See Eisenstein series for a discussion of the series and functional identities involved in these formulas.^[1]

${\displaystyle \sigma _{3}(n)={\frac {1}{5}}\left\{6n\sigma _{1}(n)-\sigma _{1}(n)+12\sum _{0<k<n}\sigma _{1}(k)\sigma _{1}(n-k)\right\}.}$     ^[2]

${\displaystyle \sigma _{5}(n)={\frac {1}{21}}\left\{10(3n-1)\sigma _{3}(n)+\sigma _{1}(n)+240\sum _{0<k<n}\sigma _{1}(k)\sigma _{3}(n-k)\right\}.}$     ^[3]
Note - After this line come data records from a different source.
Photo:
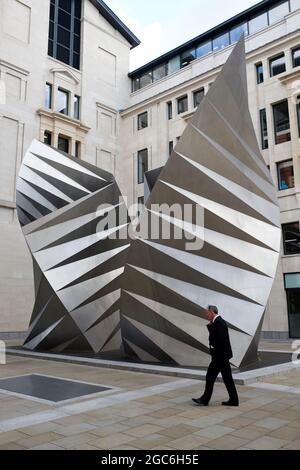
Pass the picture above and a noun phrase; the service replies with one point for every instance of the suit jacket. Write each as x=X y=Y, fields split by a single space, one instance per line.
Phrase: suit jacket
x=219 y=342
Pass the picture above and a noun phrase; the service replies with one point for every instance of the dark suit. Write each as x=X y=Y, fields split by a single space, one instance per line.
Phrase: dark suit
x=221 y=353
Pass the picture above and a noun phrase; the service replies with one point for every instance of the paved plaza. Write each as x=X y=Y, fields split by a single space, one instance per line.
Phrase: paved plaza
x=148 y=411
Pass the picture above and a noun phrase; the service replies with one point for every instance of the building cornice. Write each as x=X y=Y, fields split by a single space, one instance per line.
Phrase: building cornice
x=13 y=67
x=54 y=116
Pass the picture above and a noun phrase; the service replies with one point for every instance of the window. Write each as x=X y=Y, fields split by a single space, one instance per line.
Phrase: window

${\displaystyle {\begin{aligned}\sigma _{7}(n)&={\frac {1}{20}}\left\{21(2n-1)\sigma _{5}(n)-\sigma _{1}(n)+504\sum _{0<k<n}\sigma _{1}(k)\sigma _{5}(n-k)\right\}\\&=\sigma _{3}(n)+120\sum _{0<k<n}\sigma _{3}(k)\sigma _{3}(n-k).\end{aligned}}}$     ^[3][4]
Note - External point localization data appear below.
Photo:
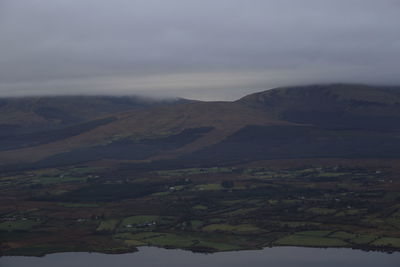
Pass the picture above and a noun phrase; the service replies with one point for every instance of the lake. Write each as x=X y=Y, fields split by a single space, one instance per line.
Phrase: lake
x=158 y=257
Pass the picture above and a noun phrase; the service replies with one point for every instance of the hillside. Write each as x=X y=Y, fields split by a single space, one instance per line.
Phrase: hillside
x=351 y=121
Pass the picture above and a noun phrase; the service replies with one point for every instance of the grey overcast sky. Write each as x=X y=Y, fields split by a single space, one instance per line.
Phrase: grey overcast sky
x=202 y=49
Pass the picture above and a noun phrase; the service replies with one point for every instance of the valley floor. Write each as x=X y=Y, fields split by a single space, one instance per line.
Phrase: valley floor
x=114 y=209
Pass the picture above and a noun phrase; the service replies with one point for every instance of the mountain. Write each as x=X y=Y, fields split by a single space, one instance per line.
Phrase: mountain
x=30 y=114
x=319 y=121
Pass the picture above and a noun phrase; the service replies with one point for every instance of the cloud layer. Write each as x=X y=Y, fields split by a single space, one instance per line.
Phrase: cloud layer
x=209 y=49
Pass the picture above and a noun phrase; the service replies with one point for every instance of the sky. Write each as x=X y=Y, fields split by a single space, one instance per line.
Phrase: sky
x=199 y=49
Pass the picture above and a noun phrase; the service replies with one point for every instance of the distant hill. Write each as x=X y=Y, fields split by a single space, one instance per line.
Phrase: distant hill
x=29 y=114
x=319 y=121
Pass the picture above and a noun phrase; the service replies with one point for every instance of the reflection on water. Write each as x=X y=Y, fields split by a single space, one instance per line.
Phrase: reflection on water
x=156 y=257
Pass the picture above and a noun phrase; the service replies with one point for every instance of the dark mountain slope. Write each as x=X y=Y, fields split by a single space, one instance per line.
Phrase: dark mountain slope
x=337 y=106
x=31 y=114
x=348 y=121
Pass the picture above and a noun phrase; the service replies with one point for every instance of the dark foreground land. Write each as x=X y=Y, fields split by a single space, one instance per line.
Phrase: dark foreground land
x=103 y=207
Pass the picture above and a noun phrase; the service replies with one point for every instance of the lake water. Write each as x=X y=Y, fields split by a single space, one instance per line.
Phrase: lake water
x=268 y=257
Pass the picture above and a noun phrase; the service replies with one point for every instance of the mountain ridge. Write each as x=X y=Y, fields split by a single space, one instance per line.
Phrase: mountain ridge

${\displaystyle {\begin{aligned}\sigma _{9}(n)&={\frac {1}{11}}\left\{10(3n-2)\sigma _{7}(n)+\sigma _{1}(n)+480\sum _{0<k<n}\sigma _{1}(k)\sigma _{7}(n-k)\right\}\\&={\frac {1}{11}}\left\{21\sigma _{5}(n)-10\sigma _{3}(n)+5040\sum _{0<k<n}\sigma _{3}(k)\sigma _{5}(n-k)\right\}.\end{aligned}}}$     ^[2][5]
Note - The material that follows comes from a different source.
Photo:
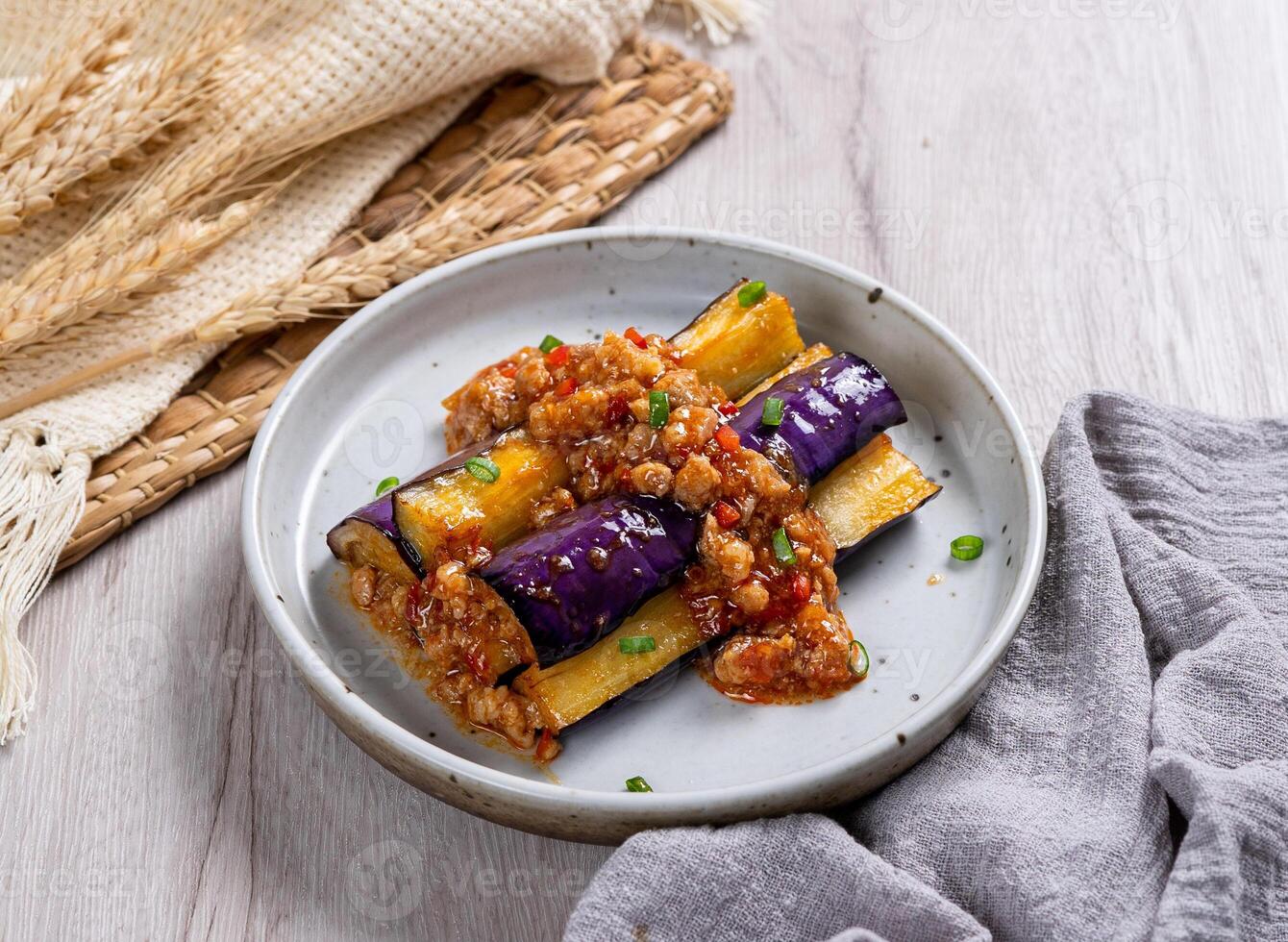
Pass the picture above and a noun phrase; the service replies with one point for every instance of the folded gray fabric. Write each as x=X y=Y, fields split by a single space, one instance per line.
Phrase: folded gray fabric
x=1124 y=776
${\displaystyle \tau (n)={\frac {65}{756}}\sigma _{11}(n)+{\frac {691}{756}}\sigma _{5}(n)-{\frac {691}{3}}\sum _{0<k<n}\sigma _{5}(k)\sigma _{5}(n-k),}$      where τ(n) is Ramanujan's function.    ^[6][7]

Since σ_k(n) (for natural number k) and τ(n) are integers, the above formulas can be used to prove congruences^[8] for the functions. See Ramanujan tau function for some examples.

Extend the domain of the partition function by setting p(0) = 1.

${\displaystyle p(n)={\frac {1}{n}}\sum _{1\leq k\leq n}\sigma (k)p(n-k).}$     ^[9]   This recurrence can be used to compute p(n).